政府が最低賃金の大幅な引き上げを目標に掲げ、消費拡大や人材確保のための賃上げが意識されるようになった結果、日本の最低賃金は大幅に上昇しました。
しかし、最低賃金の上昇に伴って労働時間は減少しており、パートタイム労働者の時給は30%近く上昇していたにもかかわらず、年収の伸びは5%程度にとどまっていることが明らかとなりました。
2023年7月1日の日本経済新聞記事
「年収の壁」で働き控え ~時給3割増も年収は5%どまり~
最低賃金の上昇により「年収の壁」が意識され、働き控えが起こったと考えられますが、最低賃金の引き上げが年収の増加につながらなければ、政策の実効性は弱まり、企業にとっても労働力不足といったマイナスが生じてしまいます。
少子高齢化により今後労働人口が減少していく日本で、就労意欲のあるパートタイム労働者が「年収の壁」を意識せずに働ける環境を整備することは、女性活躍や経済成長にとって極めて重要とされています。

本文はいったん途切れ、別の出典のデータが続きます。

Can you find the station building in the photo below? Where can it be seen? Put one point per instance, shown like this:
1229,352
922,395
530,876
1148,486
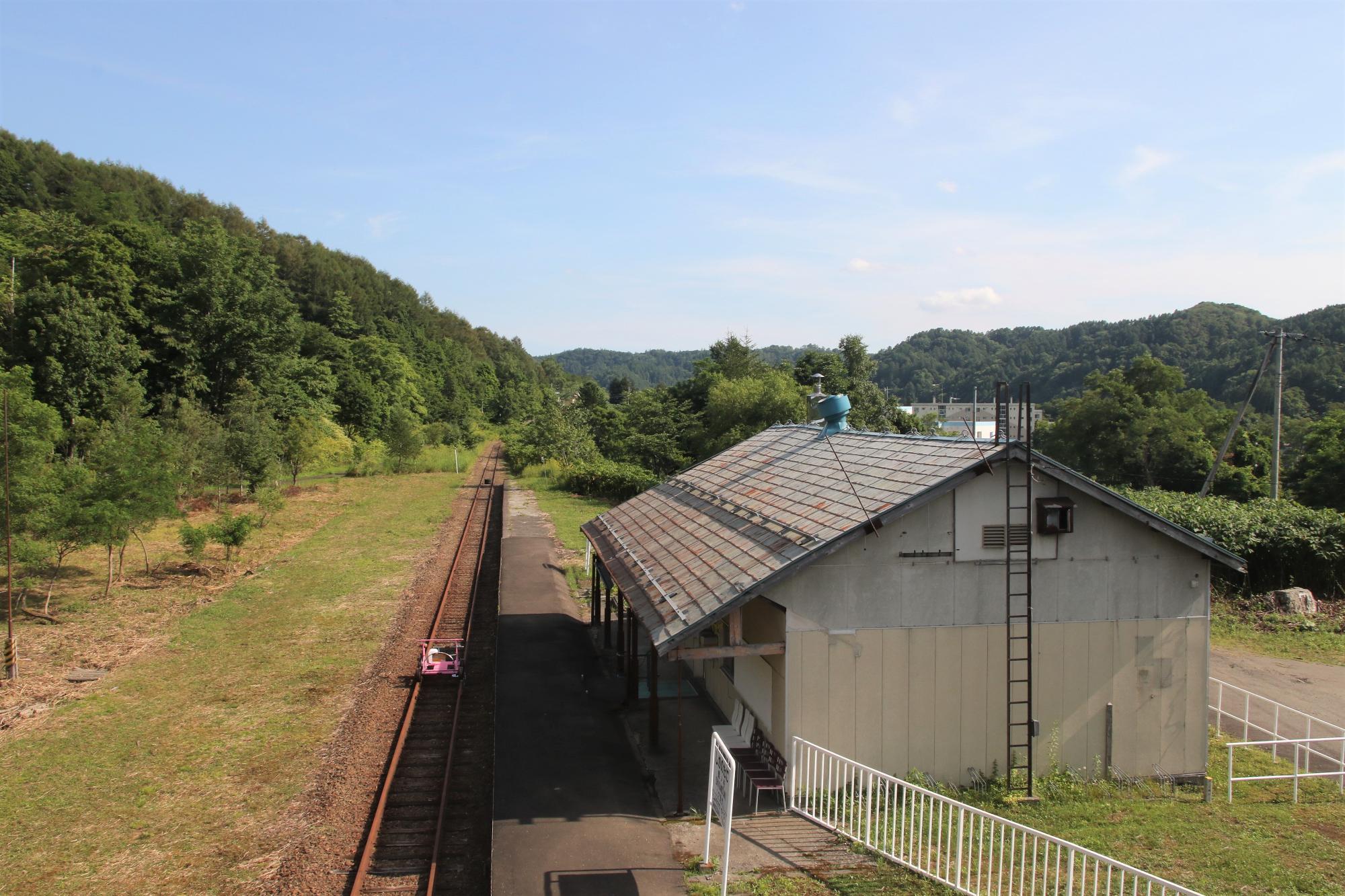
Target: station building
852,589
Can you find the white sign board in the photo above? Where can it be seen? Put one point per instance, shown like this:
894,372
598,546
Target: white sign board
719,801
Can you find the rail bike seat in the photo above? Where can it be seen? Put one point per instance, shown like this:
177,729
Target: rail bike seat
440,657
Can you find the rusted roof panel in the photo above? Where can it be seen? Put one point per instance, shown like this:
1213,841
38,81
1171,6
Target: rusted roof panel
689,546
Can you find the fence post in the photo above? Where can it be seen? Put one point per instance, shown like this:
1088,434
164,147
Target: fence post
1274,748
1297,745
868,837
794,770
962,817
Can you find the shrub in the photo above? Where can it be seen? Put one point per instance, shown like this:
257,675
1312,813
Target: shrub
607,478
270,502
194,540
232,532
369,458
1282,541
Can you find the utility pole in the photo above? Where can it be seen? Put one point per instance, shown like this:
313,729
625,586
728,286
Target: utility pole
1280,409
11,653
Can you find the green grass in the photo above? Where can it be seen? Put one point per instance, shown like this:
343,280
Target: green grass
1264,842
567,512
566,509
1320,639
171,775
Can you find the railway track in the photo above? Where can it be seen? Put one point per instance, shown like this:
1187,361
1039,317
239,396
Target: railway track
431,827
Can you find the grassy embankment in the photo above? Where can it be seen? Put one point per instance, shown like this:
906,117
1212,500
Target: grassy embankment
567,512
1260,844
171,775
1319,639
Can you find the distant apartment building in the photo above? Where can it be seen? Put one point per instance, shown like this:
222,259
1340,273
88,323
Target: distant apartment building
954,415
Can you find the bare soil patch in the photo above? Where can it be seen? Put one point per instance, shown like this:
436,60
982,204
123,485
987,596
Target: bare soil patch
323,829
137,616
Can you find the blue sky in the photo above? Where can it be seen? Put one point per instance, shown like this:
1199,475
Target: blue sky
636,175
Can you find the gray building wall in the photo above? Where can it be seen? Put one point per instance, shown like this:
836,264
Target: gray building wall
899,661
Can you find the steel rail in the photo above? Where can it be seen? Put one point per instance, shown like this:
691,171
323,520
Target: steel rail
462,681
410,710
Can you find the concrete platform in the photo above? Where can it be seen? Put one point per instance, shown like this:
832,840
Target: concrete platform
572,813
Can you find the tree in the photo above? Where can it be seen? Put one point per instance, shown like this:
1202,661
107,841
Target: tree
132,473
233,319
739,408
36,490
76,345
1143,427
252,438
619,389
63,525
403,438
860,365
306,442
652,430
197,440
1319,478
825,362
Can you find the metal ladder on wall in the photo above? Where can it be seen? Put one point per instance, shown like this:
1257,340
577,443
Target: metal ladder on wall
1022,727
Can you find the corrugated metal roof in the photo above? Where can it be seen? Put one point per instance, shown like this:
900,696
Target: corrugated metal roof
689,546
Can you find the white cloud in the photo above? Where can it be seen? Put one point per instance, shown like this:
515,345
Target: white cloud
974,298
381,225
1144,162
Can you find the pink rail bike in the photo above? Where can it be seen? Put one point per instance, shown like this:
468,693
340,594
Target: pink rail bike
440,657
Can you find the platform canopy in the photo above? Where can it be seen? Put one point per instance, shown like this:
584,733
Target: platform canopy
691,549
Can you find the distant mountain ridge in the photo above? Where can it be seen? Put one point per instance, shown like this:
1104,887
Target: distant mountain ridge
653,368
1219,346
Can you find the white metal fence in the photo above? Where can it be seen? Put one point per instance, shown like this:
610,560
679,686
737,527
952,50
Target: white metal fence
1317,745
966,848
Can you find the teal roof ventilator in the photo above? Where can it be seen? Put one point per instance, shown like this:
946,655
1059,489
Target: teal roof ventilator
833,411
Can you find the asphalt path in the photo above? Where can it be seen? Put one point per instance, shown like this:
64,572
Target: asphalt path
572,813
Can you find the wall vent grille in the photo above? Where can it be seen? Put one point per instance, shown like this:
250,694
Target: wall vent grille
995,536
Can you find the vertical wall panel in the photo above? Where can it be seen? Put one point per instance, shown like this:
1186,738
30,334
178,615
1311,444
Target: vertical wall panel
1149,716
921,717
996,690
1124,697
1074,729
1172,689
793,686
817,674
948,712
841,698
896,659
1101,673
870,697
1198,694
973,704
1048,688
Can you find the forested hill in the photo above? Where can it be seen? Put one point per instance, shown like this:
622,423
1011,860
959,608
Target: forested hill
653,368
1219,348
122,275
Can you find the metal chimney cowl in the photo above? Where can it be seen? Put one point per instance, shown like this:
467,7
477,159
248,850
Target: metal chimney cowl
833,411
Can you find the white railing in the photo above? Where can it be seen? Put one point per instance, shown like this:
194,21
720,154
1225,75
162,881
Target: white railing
1303,755
1319,745
966,848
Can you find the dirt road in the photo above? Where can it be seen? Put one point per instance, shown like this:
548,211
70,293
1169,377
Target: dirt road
1312,688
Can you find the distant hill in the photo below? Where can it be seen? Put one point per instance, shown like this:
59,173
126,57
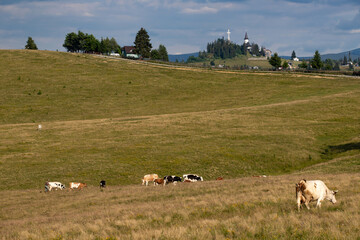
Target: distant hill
334,56
181,57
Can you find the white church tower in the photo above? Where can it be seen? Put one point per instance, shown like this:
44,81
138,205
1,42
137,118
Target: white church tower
246,39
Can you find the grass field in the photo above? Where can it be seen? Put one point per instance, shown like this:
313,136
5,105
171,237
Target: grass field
118,120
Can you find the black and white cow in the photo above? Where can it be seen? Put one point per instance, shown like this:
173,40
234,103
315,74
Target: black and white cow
192,178
171,179
102,184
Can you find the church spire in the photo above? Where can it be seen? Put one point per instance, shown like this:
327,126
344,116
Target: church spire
246,39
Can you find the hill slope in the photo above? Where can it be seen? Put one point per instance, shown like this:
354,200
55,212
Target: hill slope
118,120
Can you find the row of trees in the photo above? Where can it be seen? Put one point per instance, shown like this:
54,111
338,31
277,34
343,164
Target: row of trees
314,63
87,43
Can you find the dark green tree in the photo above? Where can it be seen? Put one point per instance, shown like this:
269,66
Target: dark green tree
105,46
163,53
154,54
255,49
344,61
316,62
90,44
142,43
275,61
303,64
285,65
30,44
328,64
71,42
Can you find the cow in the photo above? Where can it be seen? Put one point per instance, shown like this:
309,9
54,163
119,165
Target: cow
314,190
192,177
102,184
79,186
171,179
149,178
53,185
159,181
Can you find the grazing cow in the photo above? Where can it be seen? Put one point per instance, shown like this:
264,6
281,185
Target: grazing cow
149,178
78,186
192,177
171,179
53,185
159,181
315,190
102,184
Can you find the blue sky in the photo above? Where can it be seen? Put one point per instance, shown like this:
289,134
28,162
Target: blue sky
186,26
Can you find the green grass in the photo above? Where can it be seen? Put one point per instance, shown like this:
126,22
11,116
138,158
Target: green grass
119,120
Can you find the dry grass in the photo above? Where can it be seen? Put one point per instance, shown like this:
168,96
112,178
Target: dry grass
245,208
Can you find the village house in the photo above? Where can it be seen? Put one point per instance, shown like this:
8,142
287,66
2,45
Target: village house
129,52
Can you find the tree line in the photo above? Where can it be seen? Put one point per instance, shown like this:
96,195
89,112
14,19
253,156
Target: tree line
221,48
315,63
87,43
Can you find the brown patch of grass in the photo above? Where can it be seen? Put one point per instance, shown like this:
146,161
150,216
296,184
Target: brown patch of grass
250,208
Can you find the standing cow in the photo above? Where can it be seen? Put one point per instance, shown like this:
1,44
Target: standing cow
53,185
192,178
149,178
79,186
171,179
314,190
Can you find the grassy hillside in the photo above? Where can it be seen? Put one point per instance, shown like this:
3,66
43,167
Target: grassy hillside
119,120
246,208
237,62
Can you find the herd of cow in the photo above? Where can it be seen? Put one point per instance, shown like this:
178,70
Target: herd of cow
306,191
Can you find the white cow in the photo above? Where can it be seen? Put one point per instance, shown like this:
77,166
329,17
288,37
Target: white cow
54,185
149,178
314,190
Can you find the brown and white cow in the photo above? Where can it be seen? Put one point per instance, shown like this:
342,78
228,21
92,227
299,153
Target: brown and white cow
149,178
314,190
75,185
53,185
159,181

政府は「年収の壁」対策として一時的な助成措置を検討していますが、社会保険料の見直しや税制改革など、より根本的な制度改革が求められています。
また、労働時間の柔軟性や労働条件の改善など働く人々が働きやすい環境を整えることで、生産性の向上や人材の確保につながります。労働者の収入増加と労働条件の改善を両立させることで、持続可能な社会経済の構築に向けた取り組みが必要だと考えられます。